La resistencia de Madrid ha provocado en los fascistas una furia ciega. Han decidido borrar de la faz de la tierra la capital de España, aniquilar a sus habitantes o por lo menos obligar a los defensores de Madrid a ceder la capital para conservar un millón de vidas humanas. Lo que ahora ocurre puede hacer perder el equilibrio hasta al hombre más firme. Ni siquiera sé si cabe garantizar que los madrileños adultos conservan la psique en orden. En la ciudad han aparecido muchos alienados.

El hecho es que la prueba aún no ha terminado. El mando fascista bombardea a Madrid con fuerza creciente. Aquí ha sido concentrada en lo fundamental toda la aviación de los facciosos. Hoy, durante el día, han bombardeado la ciudad veinte Junkers acompañados de treinta cazas —había de una vez cincuenta aparatos en el aire—. La aviación republicana, numéricamente, es en mucho más débil. Su audacia no siempre puede compensar la superioridad de fuerzas del enemigo. De todos modos, los «chatos» han abatido hoy dos Junkers y dos cazas.

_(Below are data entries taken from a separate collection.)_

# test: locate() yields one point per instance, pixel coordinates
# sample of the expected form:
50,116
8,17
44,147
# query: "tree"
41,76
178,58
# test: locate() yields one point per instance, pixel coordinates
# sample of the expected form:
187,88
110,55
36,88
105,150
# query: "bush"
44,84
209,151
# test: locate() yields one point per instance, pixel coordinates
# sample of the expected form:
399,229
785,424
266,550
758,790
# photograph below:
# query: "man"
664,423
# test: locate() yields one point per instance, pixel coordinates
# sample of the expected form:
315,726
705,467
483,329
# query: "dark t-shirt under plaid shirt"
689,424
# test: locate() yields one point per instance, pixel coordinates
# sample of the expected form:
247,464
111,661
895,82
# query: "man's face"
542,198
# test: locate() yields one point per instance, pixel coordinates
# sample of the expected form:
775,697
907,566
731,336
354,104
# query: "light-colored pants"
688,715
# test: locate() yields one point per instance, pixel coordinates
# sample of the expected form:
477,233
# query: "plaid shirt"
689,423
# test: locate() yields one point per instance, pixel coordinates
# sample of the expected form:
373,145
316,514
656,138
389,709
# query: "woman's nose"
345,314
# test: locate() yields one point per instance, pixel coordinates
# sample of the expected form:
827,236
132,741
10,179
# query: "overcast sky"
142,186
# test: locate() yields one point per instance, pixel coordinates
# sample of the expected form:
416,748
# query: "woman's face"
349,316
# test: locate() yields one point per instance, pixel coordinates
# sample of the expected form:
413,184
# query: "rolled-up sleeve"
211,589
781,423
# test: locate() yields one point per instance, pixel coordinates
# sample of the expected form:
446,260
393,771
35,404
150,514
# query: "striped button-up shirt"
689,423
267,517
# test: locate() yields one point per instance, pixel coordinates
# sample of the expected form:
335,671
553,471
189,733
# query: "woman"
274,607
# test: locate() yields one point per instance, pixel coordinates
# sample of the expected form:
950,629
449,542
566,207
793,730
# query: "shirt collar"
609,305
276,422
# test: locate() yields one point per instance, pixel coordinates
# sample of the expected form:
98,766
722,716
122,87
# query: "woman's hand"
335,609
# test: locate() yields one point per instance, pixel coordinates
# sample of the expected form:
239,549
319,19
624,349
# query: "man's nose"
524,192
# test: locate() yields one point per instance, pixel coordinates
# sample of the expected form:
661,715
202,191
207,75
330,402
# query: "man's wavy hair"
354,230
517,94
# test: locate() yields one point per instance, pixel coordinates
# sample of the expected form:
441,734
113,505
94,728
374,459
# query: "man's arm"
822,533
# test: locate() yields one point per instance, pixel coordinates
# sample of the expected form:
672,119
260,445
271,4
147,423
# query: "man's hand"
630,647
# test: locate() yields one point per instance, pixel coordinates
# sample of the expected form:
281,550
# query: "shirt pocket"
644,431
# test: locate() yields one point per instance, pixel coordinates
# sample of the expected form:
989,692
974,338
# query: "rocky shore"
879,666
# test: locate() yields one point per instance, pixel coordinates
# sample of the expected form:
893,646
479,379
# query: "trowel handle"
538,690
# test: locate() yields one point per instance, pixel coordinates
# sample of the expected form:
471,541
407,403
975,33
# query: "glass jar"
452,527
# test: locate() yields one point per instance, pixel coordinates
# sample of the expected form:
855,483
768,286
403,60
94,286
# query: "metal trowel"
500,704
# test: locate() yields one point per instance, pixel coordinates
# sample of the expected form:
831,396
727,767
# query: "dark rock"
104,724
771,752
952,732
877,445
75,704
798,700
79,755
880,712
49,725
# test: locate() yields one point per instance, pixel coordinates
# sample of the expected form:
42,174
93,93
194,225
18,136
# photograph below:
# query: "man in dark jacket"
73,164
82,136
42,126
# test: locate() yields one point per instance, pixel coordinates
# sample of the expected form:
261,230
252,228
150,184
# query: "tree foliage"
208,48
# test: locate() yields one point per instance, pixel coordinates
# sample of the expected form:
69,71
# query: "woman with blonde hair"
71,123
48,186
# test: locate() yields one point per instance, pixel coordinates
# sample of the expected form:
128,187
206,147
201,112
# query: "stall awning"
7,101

El bombardeo se reanuda cada tres o cuatro horas. Y después de cada incursión aérea, es mayor y mayor el número de ruinas humeantes, cada vez hay más y más carne humana ensangrentada. Resuenan por las calles los lamentos, los llantos, los gemidos de la enloquecida gente. Asesinos perspicaces, tranquilos, en naves grises, oscuras, de acero, una y otra vez vuelan sobre la ciudad, una y otra vez arrojan el estruendo de la muerte sobre las indefensas personas. Transcurren tres o cuatro horas. De la calle han tenido tiempo de retirar a las víctimas; soplan en las habitaciones frías corrientes de aire —son muy pocos los cristales de las ventanas enteros, no rotos—. Y todo vuelve a comenzar desde el principio. Lo que parecía una maligna utopía, prototipo libresco de la futura guerra, se ha convertido ahora en un hecho. En el umbral del año 1937, el militarismo fascista, a los ojos del mundo entero, destruye una enorme capital europea.